With regard to other statutes by which the rights of minors and femme coverts are affected, the court has held that a law general in its nature binds them, although they are not specially named, and that their disability does not relieve them from the limitation of the statute unless there is a saving clause showing that they were intended to be excepted. Nelson v. Cowling, 89 Ark. 334; Collier v. Smith, 132 Ark. 309, and Hogg v. Nichols, 134 Ark. 280.
Section 8041 of Kirby’s Digest provides that when the proceeding to probate a will upon notice is taken to the circuit court all necessary parties shall be brought before the court.
Section i8043 provides that any person interested, who at the time of the final decision in the circuit court resided out of this State, and was proceeded against by order of appearance only, and any other person interested who was not a party to the proceeding by actual appearance, or being personally served with process, may, within three years after such final decision in the circuit court, by a bill in chancery impeach the dicision and have a retrial on the question of probate. The concluding part of the section provides that an infant, not a party, shall not be barred of such proceedings in chancery until twelve months after obtaining full age.

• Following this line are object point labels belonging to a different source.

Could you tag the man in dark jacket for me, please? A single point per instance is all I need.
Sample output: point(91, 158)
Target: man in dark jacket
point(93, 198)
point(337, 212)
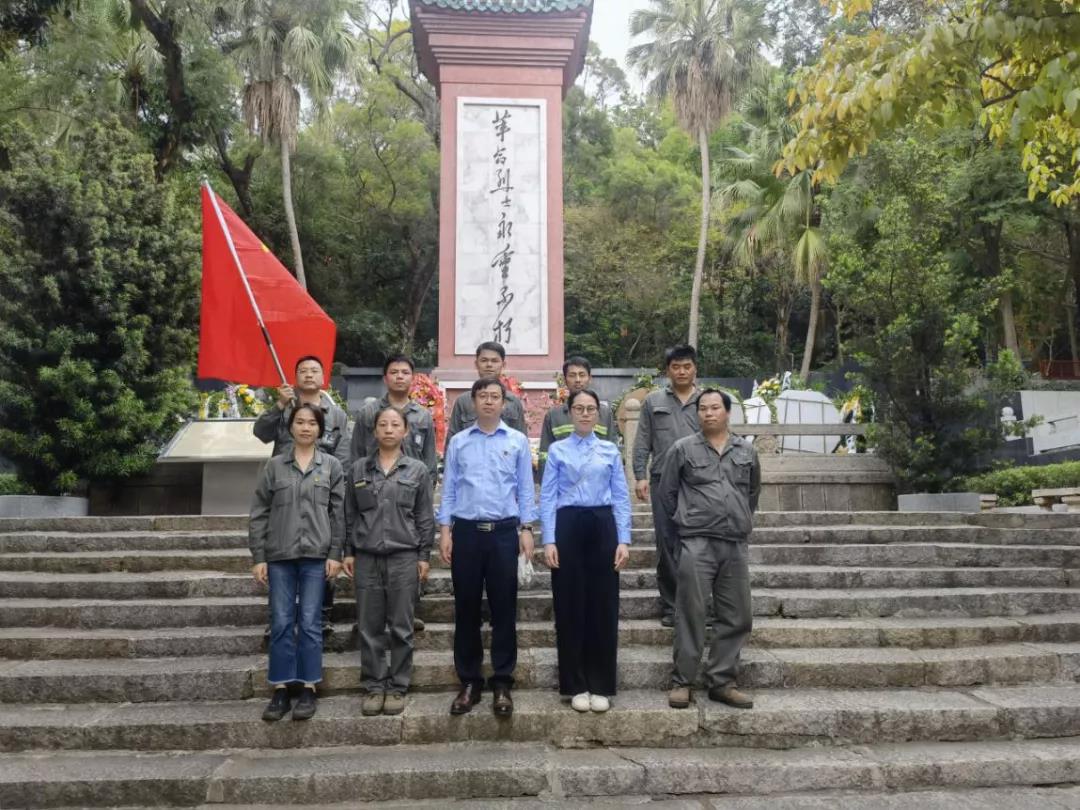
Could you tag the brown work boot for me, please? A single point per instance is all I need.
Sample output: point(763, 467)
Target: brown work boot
point(732, 697)
point(679, 697)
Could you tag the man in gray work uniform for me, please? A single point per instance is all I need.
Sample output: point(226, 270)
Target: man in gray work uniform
point(666, 416)
point(397, 373)
point(490, 364)
point(272, 426)
point(709, 493)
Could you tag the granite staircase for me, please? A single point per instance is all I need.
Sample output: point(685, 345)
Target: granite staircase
point(898, 660)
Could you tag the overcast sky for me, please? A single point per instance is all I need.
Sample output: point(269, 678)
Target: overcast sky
point(611, 28)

In the construction of this statute the court has held that a court of equity has no jurisdiction to review a decision of the probate court upon the probate of a will where there was no appeal to the circuit court within the time prescribed by the statute. The court held that if the appeal to the circuit court be barred, then no final decision of the circuit court can be had on the probate or a rejection of the will, and that the section is wholly inapplicable. Mitchell v. Rogers, 40 Ark. 91.
The Court of Appeals of Kentucky reached the same conclusion upon a precisely similar statute. Cleveland v. Lyne, 5 Bush (Ky.) 383.
It follows that the petitioners fall within the operation of the statute, and, more than one year having elapsed from the date of probating the will and the time of filing their petition to contest the will, the circuit court properly dismissed their cause of action. Any other holding would make the statute an enlarging rather than a restraining one.
Therefore the judgment will be affirmed.